For four subjects, “male” pictures were the positive (rewarded) category; for the other five, female pictures constituted the positive category. Each session contained 20 pairs of images out of a set of 80 (40 male and 40 female). Therefore, for every session, six pairs of whole-body pictures, six pairs of half-body pictures, and eight pairs of face pictures were used. Each picture was shown only once within one session, but in the course of different sessions, each image appeared repeatedly as part of variable pairings. Subjects were trained until they reached a criterion of 70 % correct first choices in three out of six consecutive sessions. This relatively weak criterion should ensure that it was possible for the subjects’ performance to either improve or worsen during the subsequent tests. After reaching the criterion, subjects proceeded to the pre-test sessions. Correction trials were administered as described above. The criterion of the male/female discrimination was reached between the 11th and 27th session (mean = 17.1 sessions).

Pre-test

In order to prepare individual feedbacks for each subject in the subsequent test sessions, three pre-test sessions were conducted.

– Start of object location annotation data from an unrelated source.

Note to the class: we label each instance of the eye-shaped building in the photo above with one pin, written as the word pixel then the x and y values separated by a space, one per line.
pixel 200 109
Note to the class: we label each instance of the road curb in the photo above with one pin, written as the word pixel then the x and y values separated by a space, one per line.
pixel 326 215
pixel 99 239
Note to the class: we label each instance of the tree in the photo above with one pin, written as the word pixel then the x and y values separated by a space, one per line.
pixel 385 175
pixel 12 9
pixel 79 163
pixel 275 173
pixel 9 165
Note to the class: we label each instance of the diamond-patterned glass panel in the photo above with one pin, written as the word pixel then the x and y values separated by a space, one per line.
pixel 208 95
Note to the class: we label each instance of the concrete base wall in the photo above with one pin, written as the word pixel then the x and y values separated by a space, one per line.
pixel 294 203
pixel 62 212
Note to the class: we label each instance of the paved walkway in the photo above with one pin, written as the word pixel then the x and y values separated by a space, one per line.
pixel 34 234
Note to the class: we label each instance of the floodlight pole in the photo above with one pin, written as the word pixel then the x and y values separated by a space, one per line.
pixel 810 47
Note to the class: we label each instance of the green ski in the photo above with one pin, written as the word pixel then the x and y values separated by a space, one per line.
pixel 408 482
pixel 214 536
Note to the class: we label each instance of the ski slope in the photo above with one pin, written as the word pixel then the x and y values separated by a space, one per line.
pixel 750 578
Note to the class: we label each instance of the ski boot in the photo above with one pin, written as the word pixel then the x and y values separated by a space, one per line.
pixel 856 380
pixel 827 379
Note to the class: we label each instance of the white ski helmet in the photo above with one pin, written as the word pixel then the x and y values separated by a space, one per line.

These were equivalent to the male/female discrimination training described above, but consisted of 10 familiar and 10 novel pairs of images that appeared in random order. Again, subjects performed on their own, without a co-actor in the touch screen box next to them. In addition to the subject’s accuracy, the reaction time (RT), i.e. the time between the appearance of the stimuli and the monkey making a choice, was automatically logged with an accuracy of 0.001 s. This information was used to calibrate the individual playbacks according to the individual performance of the subjects. Two subjects (Ilias and Lenny) performed so well in the pre-tests that there was barely any improvement possible for the subsequent test. For these two monkeys, the three pre-test sessions were repeated with stimuli of 50 % increased brightness, so that they were more difficult to be recognized correctly. Afterwards and based on the new pre-test results, new playbacks were created. After the three pre-test sessions were accomplished, subjects proceeded to the test.

Experimental conditions

The test procedure was similar to the male/female discrimination pre-test, but using varying feedback conditions and varying co-actors. Each subject was tested in five different conditions: four playback conditions (feedback playbacks of the co-actor apparently performing moderately better/worse or extremely better/worse) and a social control condition, in which the subjects did not receive any acoustic information about the performance of the co-actor, who was either an affiliate or a non-affiliate. On average, the number of positive feedback tones was 19.4 in the extremely better condition, 5.8 in the extremely worse condition, 16 in the moderately better, and 12 in the moderately worse condition. The playbacks were generated with Audacity (Version 2.0.5) using the positive “beep” sound (frequency = 300 Hz, duration = 100 ms) followed by the click sound of the food-dispenser or the error sound (frequency = 150 Hz, duration = 300 ms). The difference in the frequencies is substantially above the “just-noticeable difference” identified for monkeys (e.g. around 30 Hz, Sinnott 1985). Each playback consisted of 20 feedback sounds (corresponding to one session with 20 trials), and the proportion of positive and negative sounds of each individual playback depended on the corresponding individual performance of the given monkey in the pre-test sessions. Four different kinds of playbacks were prepared for each monkey: (1) “moderately better”: mean performance of the subject + 1 SD; (2) “moderately worse”: mean performance—1 SD; (3) “extremely better”: mean performance + 4 SD; (4) “extremely worse”: mean performance—4 SD.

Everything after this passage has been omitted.